He-Man surgió por una frustración. En 1976, la fábrica de juguetes Mattel quería producir los muñecos de “Star Wars”, pero el pedido de un pago por adelantado de U$S750.000 hizo fracasar la operación comercial. Tras varios lanzamientos fallidos de distintos superhéroes, a comienzos de los 80 logró el éxito con un protagonista hipermusculoso, armado con espadas y con el cuerpo articulado.
El personaje fue creado por Mark Taylor en una mezcla de un hombre de Cromagnon y vikingo, y cuyo nombre original era ToraK. El paso de los dibujos infantiles iniciáticos al plástico fue gracias a Roger Sweet, quien lo bautizó con su nombre definitivo y presentó tres versiones diferentes para que se defina: un soldado raso, un astronauta y un luchador de una tribu bárbara, que fue el elegido.
El paso de los anaqueles a la pantalla lo presentó con la decisión de hacer el bien y con una fuerza descomunal, según mostró en los programas de televisión de hace cuatro décadas y media. La serie “He-Man y los Amos del Universo” sirvió para potenciar velozmente las ventas de los juguetes, pero fue un éxito en sí misma, con nueve millones de espectadores sólo en su primer año en Estados Unidos; luego fue exportada a casi 40 países, incluyendo la Argentina. En 1985, “He-Man y She-Ra: El secreto de la espada” (con su hermana gemela) fue el desembarco en las salas de cine. Desde entonces, una treintena de filmes conformaron una atractiva sucesión de distintos aspectos de la historia, en su gran mayoría animada. La principal excepción con actores de carne y hueso fue en 1987, con “Los amos del universo”, protagonizada por Dolph Lundgren y Frank Langella, seguida de “Los amos del universo: la fuente de la vida”, con Lee Wilson, Darwin Miller y Jared Minton en el elenco de 2014. Antes y después, se privilegiaron los dibujos.
Desafío especial
Hoy, una nueva producción llega para relanzar su historia vía Amazon MGM Studios y bautizada simplemente como “Amos del Universo”, en formato live action. La película está dirigida por Travis Knight, sobre un libreto de Chris Butler. En sí mismo, es un desafío especial porque en sus 40 años ha generado una impactante grilla de personajes, expandidos en diversos enfoques y lecturas. El propósito es unir a los que disfrutaron de lo que se conoció en los 80 (el actor tucumano Benjamín Tannuré Godward lo cita disfrazado como He-Man, en su show “Llena tu cabeza de humor”), con los que recién se están asomando a sus relatos.

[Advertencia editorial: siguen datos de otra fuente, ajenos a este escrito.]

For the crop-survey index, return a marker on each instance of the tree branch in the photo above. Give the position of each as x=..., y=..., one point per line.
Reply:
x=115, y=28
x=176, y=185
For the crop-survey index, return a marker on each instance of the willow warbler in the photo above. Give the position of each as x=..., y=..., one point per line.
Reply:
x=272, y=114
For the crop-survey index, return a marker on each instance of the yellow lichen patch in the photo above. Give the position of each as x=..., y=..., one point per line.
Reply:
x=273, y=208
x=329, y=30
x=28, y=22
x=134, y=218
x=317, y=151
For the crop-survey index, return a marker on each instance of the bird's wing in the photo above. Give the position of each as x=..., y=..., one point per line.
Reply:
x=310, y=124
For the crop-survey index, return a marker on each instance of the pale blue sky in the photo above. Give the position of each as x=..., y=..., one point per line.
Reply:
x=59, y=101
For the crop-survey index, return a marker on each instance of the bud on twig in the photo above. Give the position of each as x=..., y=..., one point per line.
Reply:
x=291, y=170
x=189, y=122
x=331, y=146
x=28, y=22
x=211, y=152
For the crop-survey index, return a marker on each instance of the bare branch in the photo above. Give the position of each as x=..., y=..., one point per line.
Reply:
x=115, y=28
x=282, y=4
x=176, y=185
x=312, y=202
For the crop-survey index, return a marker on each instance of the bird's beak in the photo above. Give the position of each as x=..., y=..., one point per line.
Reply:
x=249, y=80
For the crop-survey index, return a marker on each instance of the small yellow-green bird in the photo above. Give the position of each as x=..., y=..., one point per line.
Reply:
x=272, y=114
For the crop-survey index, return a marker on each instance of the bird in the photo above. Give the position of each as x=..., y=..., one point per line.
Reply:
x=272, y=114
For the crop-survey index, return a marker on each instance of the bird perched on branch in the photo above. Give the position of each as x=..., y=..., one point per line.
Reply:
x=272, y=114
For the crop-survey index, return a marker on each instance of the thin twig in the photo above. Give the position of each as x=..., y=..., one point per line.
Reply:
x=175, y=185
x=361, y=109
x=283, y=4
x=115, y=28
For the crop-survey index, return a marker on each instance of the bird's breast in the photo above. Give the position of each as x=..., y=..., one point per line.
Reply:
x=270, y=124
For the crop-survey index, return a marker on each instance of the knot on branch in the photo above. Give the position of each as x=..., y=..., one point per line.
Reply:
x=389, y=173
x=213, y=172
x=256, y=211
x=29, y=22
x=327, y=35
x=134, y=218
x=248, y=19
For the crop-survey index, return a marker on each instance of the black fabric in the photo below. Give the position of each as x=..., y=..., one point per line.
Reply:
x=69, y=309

Nicholas Galitzine es el príncipe Adam y su alter ego, He-Man, quien regresa a su planeta natal Eternia para salvarlo de las fuerzas malvadas de su tío y archienemigo Skeletor, interpretado por Jared Leto. Los otros (y numerosos) personajes míticos de la saga están a cargo de Camila Mendes, Alison Brie, Idris Elba, Morena Baccarin, Jóhannes Haukur Jóhannesson, Sasheer Zamata, James Purefoy y Charlotte Riley.
Para arrancar, el argumento se remonta a cuando Adam Glenn tenía 10 años y se estrella en el planeta Tierra, el hogar de su madre y enviado por ella para salvarse de un feroz ataque en su reino. En el accidentado viaje, se separa de la Espada de Poder de su antepasado, el rey D’Vann Grayskull, clave para lograr convertirse en el superhéroe. Dos décadas después, la recupera y asume el manto de He-Man, comprometido en luchar contra sus sangrientos rivales, sin perder su costado humano. Para vencer las dudas y superar los desafíos y las amenazas, debe aceptar su destino como el hombre más poderoso del universo; pero ni así será suficiente, por lo que deberá unir fuerzas con Teela y Man-At-Arms.

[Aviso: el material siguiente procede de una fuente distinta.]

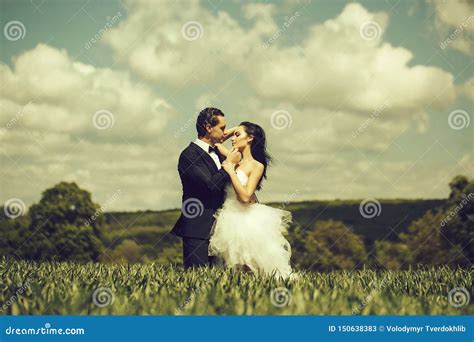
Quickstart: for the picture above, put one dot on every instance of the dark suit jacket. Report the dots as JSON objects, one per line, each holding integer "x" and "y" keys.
{"x": 202, "y": 184}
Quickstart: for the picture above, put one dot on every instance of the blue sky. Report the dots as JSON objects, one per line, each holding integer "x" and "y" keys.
{"x": 319, "y": 73}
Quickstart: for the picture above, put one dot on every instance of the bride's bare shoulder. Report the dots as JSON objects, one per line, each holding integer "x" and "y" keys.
{"x": 257, "y": 166}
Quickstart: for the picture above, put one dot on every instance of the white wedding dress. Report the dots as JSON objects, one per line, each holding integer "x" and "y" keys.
{"x": 251, "y": 235}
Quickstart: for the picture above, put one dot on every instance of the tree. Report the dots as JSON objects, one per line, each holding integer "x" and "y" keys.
{"x": 332, "y": 245}
{"x": 458, "y": 224}
{"x": 65, "y": 225}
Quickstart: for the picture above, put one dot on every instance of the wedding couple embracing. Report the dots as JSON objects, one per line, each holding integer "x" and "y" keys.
{"x": 221, "y": 218}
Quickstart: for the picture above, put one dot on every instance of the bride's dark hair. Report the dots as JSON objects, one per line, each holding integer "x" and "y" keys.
{"x": 258, "y": 147}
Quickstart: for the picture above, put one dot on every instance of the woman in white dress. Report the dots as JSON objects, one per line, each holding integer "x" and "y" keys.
{"x": 246, "y": 234}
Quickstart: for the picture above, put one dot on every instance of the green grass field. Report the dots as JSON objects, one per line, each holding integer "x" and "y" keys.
{"x": 149, "y": 289}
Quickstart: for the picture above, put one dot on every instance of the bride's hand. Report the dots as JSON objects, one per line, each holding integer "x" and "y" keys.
{"x": 234, "y": 156}
{"x": 228, "y": 166}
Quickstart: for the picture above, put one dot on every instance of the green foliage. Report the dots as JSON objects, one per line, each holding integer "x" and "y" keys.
{"x": 64, "y": 225}
{"x": 443, "y": 236}
{"x": 331, "y": 245}
{"x": 392, "y": 255}
{"x": 67, "y": 288}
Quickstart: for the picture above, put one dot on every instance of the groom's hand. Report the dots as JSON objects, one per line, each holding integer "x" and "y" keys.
{"x": 234, "y": 156}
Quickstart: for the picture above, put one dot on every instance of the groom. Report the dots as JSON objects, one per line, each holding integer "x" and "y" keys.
{"x": 203, "y": 180}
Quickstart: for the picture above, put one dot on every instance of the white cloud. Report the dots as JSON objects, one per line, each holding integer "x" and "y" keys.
{"x": 47, "y": 106}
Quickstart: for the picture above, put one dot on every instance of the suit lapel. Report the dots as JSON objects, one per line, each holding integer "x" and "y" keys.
{"x": 206, "y": 157}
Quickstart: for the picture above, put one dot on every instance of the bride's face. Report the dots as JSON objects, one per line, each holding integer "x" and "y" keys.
{"x": 240, "y": 139}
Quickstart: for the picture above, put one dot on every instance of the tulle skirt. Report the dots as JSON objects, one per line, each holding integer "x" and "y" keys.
{"x": 253, "y": 236}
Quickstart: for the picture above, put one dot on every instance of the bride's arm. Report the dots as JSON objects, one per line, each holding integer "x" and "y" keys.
{"x": 222, "y": 150}
{"x": 244, "y": 193}
{"x": 228, "y": 133}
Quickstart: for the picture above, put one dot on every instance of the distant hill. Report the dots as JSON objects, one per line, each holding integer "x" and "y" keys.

La trama se impulsa a fuerza de grandes escenas de combate matizadas por un humor siempre presente como contraparte, para aliviar lo que se narra y acercarlo a los más jóvenes. La lucha final entre el bueno y el malo corona una realización con ritmo indiscutible, con el agregado de dos poscréditos que hacen que se espere hasta que las luces de las salas se enciendan para no perder ni un segundo de la diversión prometida.
“¡Por el poder de Grayskull! ¡Yo tengo el poder!” es el grito que marcó una generación y caracteriza a He-Man; evocarlo debería alcanzar para convocar a los fanáticos más veteranos a las salas, como es la apuesta de los productores, pero no se sabe si también será suficiente para atraer a nuevo público adolescente.